The thermal control subsystem uses passive methods and louvers to control the temperature of the batteries and the solid state power amplifiers. Passive coatings as well as multi-layer insulation blankets are used to control other temperatures. Where needed, radiators are used to take the excess heat out of the spacecraft components to keep them at their proper operating temperature.

The Stardust spacecraft structure is in the form of a rectangular box, with approximate dimensions of 1.6 meters long by a square cross-section of 0.66 meters on each side. Panels use graphite fibers with polycyanate as facesheets and aluminum honeycomb as the core.

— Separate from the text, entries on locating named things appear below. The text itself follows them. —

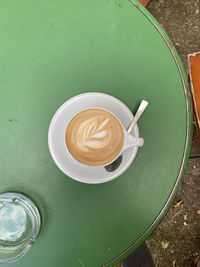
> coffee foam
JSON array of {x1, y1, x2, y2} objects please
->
[{"x1": 65, "y1": 109, "x2": 124, "y2": 166}]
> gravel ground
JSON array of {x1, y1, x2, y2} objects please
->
[{"x1": 146, "y1": 0, "x2": 200, "y2": 267}]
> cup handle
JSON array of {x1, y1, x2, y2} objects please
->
[{"x1": 124, "y1": 132, "x2": 144, "y2": 150}]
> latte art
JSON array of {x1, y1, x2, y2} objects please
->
[
  {"x1": 77, "y1": 117, "x2": 111, "y2": 152},
  {"x1": 65, "y1": 109, "x2": 124, "y2": 166}
]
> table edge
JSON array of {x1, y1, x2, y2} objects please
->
[{"x1": 103, "y1": 0, "x2": 193, "y2": 267}]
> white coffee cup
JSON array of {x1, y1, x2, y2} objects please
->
[{"x1": 48, "y1": 92, "x2": 142, "y2": 184}]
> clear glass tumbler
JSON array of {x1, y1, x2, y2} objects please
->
[{"x1": 0, "y1": 193, "x2": 41, "y2": 263}]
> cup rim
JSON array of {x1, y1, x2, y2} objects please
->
[{"x1": 48, "y1": 91, "x2": 139, "y2": 184}]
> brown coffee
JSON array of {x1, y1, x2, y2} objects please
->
[{"x1": 65, "y1": 109, "x2": 124, "y2": 166}]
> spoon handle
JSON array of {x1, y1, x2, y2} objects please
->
[{"x1": 128, "y1": 100, "x2": 149, "y2": 133}]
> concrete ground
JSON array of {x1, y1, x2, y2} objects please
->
[{"x1": 146, "y1": 0, "x2": 200, "y2": 267}]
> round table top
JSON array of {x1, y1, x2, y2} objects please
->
[{"x1": 0, "y1": 0, "x2": 191, "y2": 267}]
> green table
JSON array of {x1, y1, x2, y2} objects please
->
[{"x1": 0, "y1": 0, "x2": 192, "y2": 267}]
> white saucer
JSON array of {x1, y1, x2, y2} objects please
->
[{"x1": 48, "y1": 92, "x2": 139, "y2": 184}]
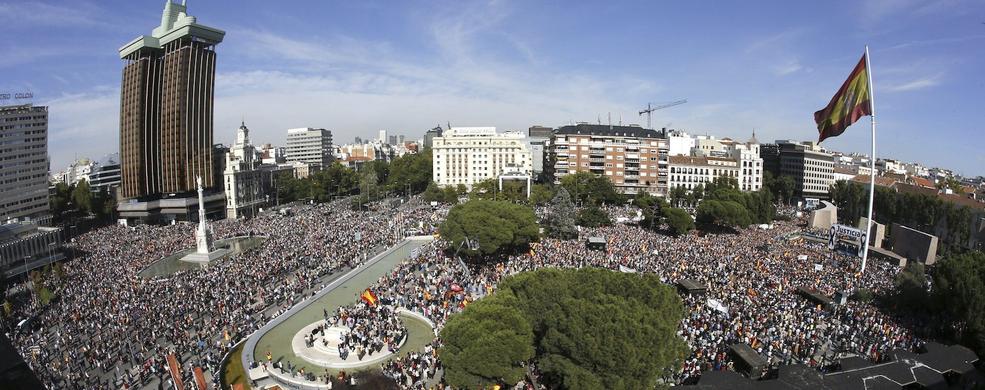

Virtually all spacecraft subsystem components are redundant with critical items cross-strapped. The battery includes an extra pair of cells. A software fault protection system is used to protect the spacecraft from reasonable, credible faults but also has resiliency built into it so many faults not anticipated can be accommodated without taking the spacecraft down.

The Whipple shield shadows the spacecraft to protect it during the high speed encounter with particles in the cometary coma. Bumper shields are composite panels which disrupt particles as they impact. Nextel blankets of ceramic cloth further dissipate and spread the particle debris. Three blankets are used in the main body shield, and two are used in the solar array shields. The composite Catcher absorbs all of the debris for primary particles up to 1 cm in diameter for the shield protecting the spacecraft main body.